Provide 24 by 7 offsite standby after office hours.
Requirements:
- Master's (preferably) or Bachelor's Degree in Computer Science, Information Technology or Engineering studies.
- At least 10 years in IT Systems and Server design and administration, capable of deploying and maintaining Windows Server and Linux virtual machines in enterprise environments to achieve network interoperability, permission management, and system optimization.
- At least 5 to 8 years of experience in cloud operations, focusing on cloud infrastructure setup and maintenance across platforms like AWS, Azure, or GCP.

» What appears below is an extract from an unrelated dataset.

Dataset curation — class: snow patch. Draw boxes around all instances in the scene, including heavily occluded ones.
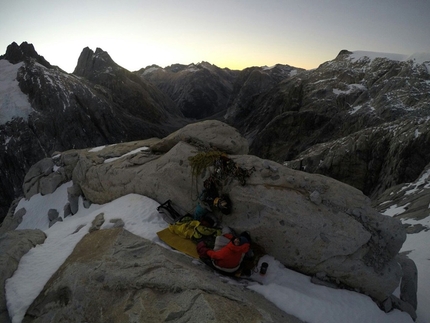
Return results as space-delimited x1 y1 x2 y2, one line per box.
349 51 430 66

- At least 5 years in managing Microsoft Azure Stack Hub hybrid cloud computing solution, with strong understanding the differences and similarities between Azure and Azure Stack Hub, and focusing on capacity planning and integration with existing tenant infrastructure.
- Minimum 3 year of experience in cloud security administration.
- Must have relevant cloud and IT systems professional certifications such as Azure Stack Hub Operator Associate (Az600), Azure Administrator Associate (Az104), RHCE, VCP6 and etc.
ITIL certification will be an advantage
Must be able to provide 24 by 7 offsite standby after office hours, and committed to 60 minutes response time once being activated.
Special Knowledge or Skill:
- Expertise in Linux (RHEL), networking, infrastructure-as-code (Terraform, Ansible), containerization (Docker, Kubernetes), CI/CD, monitoring (Grafana, Elasticsearch), and cloud security.
- Proficiency in scripting languages such as Python or Bash for automation.
- Develop troubleshooting commands and scripts with Powershell
- Develop troubleshooting dashboards with Kusto Query Language (KQL) / AzureDataExplorer (ADX) and PowerBI.
- Azure Networking – VNet, VPN Gateway, ExpressRoute, L4/L7 Load Balancing.
- Microsoft SDN (Software Defined Networking) private cloud networking.
- Experience in systems administration and task automation (Windows server, Linux servers and virtualizations).
- Good Knowledge of following products will be advantageous: Beyond Trust, SEPM, RSA, Palo Alto, Checkpoint, Fortigate and Safenet
- Able to handle demanding service response and recovery turnaround
- Meticulous and process-oriented
- Good, hard-working attitude with ability to work well under pressure
- Good communication skills English (both written and spoken)
- Good analytical skills with ability to work with others to resolve problems
- Good organization skills, with ability to properly document and track information.